An empty or missing Settings resolves to the platform defaults: an Ollama endpoint seeded at http://192.168.1.50:11434/v1/chat/completions (replace 192.168.1.50 with the IP of the machine running your model — this is a placeholder pointing at a separate LAN host, not the TServer machine itself) using the recommended default model. The full JSON shape:

{
  "URL": "http://192.168.1.50:11434/v1/chat/completions",
  "Name": "qwen2.5:7b-instruct",
  "Authorization": "NoAuth",
  "Headers": "",
  "Info": "Recommended default model. Apache 2.0, ~4.7 GB.",
  "TimeoutSeconds": 60
}

Key

Notes

URL

OpenAI-compatible chat-completions endpoint. Local Ollama, LM Studio, vLLM, llama.cpp's server, or any conforming cloud endpoint.

Name

Model name placed in the POST body's "model" field. Must match a model the endpoint can serve.

Authorization

NoAuth / BearerToken / BasicAuth / CustomAuth. Accepts /secret:<Name> tokens for SecuritySecrets resolution.

Headers

Optional extra HTTP headers, one Key: Value per line. Accepts /secret:<Name> tokens.

Info

Free-text description shown to anyone editing the configuration.

TimeoutSeconds

Per-call wall-clock budget. Integer, valid range 30600; default 60.

Full field-by-field reference, alternate-endpoint examples (remote Ollama, cloud with Bearer token, custom headers), and the safety-net behavior are on Local AI Configuration.

Which model

FrameworX standardizes on the Qwen 2.5 instruct family. Pick the tier that matches your hardware — qwen2.5:7b-instruct is the recommended default.

Model

Tier

Disk

When to use

qwen2.5:7b-instruct

Recommended default

~4.7 GB

Most deployments; the model used for new solutions, demos, and templates. Best JSON tool-call reliability. Expects a machine with a GPU.

qwen2.5:3b-instruct

Limited-hardware fallback

~2 GB

No GPU / very low spec. Lower speed and quality; not recommended for interactive chat — acceptable for atomic reporting, classification, and summary tasks.

qwen2.5:32b-instruct

Maximum performance

~20 GB

Best reasoning and multi-step tool logic. Requires a strong GPU.

Fully offline — the model runs with no internet connection, everything local. The LLM should run on a separate GPU machine; CPU-only on the same box produces only ~2–4 tokens/sec — too slow even for a demo. For real use run qwen2.5:7b-instruct on a separate GPU machine — the floor even for demos. CPU-only is not recommended for any interactive or operator use. Per-OS install steps are on Local AI - Installing Models (Windows, macOS, Linux).
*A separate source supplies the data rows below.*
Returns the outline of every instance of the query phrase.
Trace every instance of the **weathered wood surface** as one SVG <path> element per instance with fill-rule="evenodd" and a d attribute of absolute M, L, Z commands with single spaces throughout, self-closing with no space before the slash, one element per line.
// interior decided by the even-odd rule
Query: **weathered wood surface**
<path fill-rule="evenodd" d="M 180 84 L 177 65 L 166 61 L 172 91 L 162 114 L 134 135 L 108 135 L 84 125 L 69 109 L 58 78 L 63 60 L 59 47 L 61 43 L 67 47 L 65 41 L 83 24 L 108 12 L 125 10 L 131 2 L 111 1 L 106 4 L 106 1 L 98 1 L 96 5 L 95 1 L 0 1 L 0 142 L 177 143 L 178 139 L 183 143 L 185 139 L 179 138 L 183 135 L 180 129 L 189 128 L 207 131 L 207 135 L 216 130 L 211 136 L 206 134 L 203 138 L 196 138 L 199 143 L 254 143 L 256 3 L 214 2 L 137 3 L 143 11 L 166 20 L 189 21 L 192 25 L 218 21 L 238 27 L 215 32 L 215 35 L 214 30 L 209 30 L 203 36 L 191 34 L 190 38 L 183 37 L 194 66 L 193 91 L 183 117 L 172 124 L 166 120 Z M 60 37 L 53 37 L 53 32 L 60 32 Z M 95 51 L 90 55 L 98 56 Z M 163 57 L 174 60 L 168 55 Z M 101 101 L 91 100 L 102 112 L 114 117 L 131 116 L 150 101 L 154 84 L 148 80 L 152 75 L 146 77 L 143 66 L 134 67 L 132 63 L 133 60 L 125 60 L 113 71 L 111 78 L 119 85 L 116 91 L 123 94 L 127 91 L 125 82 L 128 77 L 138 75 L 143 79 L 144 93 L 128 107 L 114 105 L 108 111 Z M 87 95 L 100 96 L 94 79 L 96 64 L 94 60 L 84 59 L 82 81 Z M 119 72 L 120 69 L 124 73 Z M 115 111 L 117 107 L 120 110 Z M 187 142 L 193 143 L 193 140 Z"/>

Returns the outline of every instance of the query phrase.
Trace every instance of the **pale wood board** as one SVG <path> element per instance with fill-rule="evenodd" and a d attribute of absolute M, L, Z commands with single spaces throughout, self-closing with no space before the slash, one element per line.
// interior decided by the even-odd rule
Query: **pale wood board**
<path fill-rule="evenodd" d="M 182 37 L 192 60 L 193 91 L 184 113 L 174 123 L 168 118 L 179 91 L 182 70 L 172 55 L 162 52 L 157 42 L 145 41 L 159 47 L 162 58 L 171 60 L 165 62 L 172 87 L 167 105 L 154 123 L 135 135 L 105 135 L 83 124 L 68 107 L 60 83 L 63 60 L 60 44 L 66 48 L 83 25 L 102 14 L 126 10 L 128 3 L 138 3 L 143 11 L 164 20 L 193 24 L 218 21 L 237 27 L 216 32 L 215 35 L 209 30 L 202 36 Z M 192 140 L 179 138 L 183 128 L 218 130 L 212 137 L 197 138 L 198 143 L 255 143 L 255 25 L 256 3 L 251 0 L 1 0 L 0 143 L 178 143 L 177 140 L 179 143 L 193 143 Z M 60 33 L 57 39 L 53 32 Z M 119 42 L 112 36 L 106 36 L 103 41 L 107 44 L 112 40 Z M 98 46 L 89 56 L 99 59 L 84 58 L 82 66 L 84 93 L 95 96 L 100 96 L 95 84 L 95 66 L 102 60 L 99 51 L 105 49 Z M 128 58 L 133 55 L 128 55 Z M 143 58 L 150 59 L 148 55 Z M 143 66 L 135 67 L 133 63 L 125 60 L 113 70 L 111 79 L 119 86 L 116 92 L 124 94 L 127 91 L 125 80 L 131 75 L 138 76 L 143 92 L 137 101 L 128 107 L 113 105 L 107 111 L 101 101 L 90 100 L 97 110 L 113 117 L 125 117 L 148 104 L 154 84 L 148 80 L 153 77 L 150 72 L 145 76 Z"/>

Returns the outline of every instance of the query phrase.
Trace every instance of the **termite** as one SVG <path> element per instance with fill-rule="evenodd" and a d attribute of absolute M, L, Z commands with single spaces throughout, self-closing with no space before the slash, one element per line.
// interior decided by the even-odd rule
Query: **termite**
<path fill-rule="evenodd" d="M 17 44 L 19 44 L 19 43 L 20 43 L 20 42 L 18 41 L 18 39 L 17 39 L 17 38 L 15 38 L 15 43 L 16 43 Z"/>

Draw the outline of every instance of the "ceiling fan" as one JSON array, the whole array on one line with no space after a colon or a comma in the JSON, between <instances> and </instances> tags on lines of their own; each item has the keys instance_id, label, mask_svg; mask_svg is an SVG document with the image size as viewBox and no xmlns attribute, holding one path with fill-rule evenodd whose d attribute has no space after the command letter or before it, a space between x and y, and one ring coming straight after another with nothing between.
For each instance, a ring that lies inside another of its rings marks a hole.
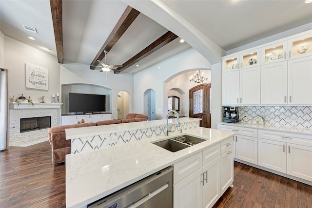
<instances>
[{"instance_id":1,"label":"ceiling fan","mask_svg":"<svg viewBox=\"0 0 312 208\"><path fill-rule=\"evenodd\" d=\"M100 63L100 64L101 65L100 66L93 66L93 65L86 65L86 66L94 66L95 67L100 67L101 68L101 71L99 71L99 72L109 72L111 70L114 70L115 69L114 69L114 68L118 68L118 67L122 67L122 65L109 65L107 64L106 63L106 55L107 55L107 53L108 53L107 52L107 51L105 50L104 51L104 53L105 53L105 63L103 63L103 61L100 60L97 60L98 63Z\"/></svg>"}]
</instances>

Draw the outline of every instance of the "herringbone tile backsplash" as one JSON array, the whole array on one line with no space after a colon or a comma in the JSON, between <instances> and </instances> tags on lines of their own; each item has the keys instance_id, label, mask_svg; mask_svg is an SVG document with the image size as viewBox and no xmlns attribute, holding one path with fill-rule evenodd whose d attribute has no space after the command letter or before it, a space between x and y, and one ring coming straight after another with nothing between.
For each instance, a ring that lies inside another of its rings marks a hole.
<instances>
[{"instance_id":1,"label":"herringbone tile backsplash","mask_svg":"<svg viewBox=\"0 0 312 208\"><path fill-rule=\"evenodd\" d=\"M241 122L260 115L265 125L312 129L312 106L239 106Z\"/></svg>"}]
</instances>

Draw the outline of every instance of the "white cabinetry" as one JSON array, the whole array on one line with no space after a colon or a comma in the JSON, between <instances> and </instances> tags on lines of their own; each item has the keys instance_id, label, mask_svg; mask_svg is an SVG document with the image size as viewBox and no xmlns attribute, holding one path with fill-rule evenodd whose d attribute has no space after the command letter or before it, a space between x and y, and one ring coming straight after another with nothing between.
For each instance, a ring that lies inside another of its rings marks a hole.
<instances>
[{"instance_id":1,"label":"white cabinetry","mask_svg":"<svg viewBox=\"0 0 312 208\"><path fill-rule=\"evenodd\" d=\"M259 104L260 75L260 67L223 74L223 105Z\"/></svg>"},{"instance_id":2,"label":"white cabinetry","mask_svg":"<svg viewBox=\"0 0 312 208\"><path fill-rule=\"evenodd\" d=\"M312 182L311 135L259 130L259 165Z\"/></svg>"},{"instance_id":3,"label":"white cabinetry","mask_svg":"<svg viewBox=\"0 0 312 208\"><path fill-rule=\"evenodd\" d=\"M236 133L234 137L234 157L258 164L257 130L222 124L218 124L217 128Z\"/></svg>"},{"instance_id":4,"label":"white cabinetry","mask_svg":"<svg viewBox=\"0 0 312 208\"><path fill-rule=\"evenodd\" d=\"M211 208L216 202L233 182L233 140L229 137L175 164L174 207Z\"/></svg>"},{"instance_id":5,"label":"white cabinetry","mask_svg":"<svg viewBox=\"0 0 312 208\"><path fill-rule=\"evenodd\" d=\"M312 105L311 32L223 57L222 105Z\"/></svg>"},{"instance_id":6,"label":"white cabinetry","mask_svg":"<svg viewBox=\"0 0 312 208\"><path fill-rule=\"evenodd\" d=\"M80 122L82 119L86 123L97 122L98 121L111 120L112 114L93 114L92 115L62 115L62 125L76 124Z\"/></svg>"},{"instance_id":7,"label":"white cabinetry","mask_svg":"<svg viewBox=\"0 0 312 208\"><path fill-rule=\"evenodd\" d=\"M288 61L288 96L292 105L312 104L312 56Z\"/></svg>"}]
</instances>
Tool gating — ModelOptions

The tool surface the LLM may call during a chat turn (UNS reads, alarm queries, historian queries, solution-authored MCP tools) is gated separately by the SolutionSettings.ModelOptions bitmask — not by this capability row. The master tool bit and per-category bits are documented on Local AI Configuration.


Editing a capability

  1. Open Solution → Capabilities (or the Local AI tile under Unified Namespace → Data Servers — both edit the same row).
  2. Tick Enabled to flip the master kill-switch.
  3. Click Settings (Edit Configuration) to set the endpoint URL, model Name, timeout, and authorization — or to point at a remote / cloud LLM.
  4. The reachability status indicator turns green once the endpoint responds.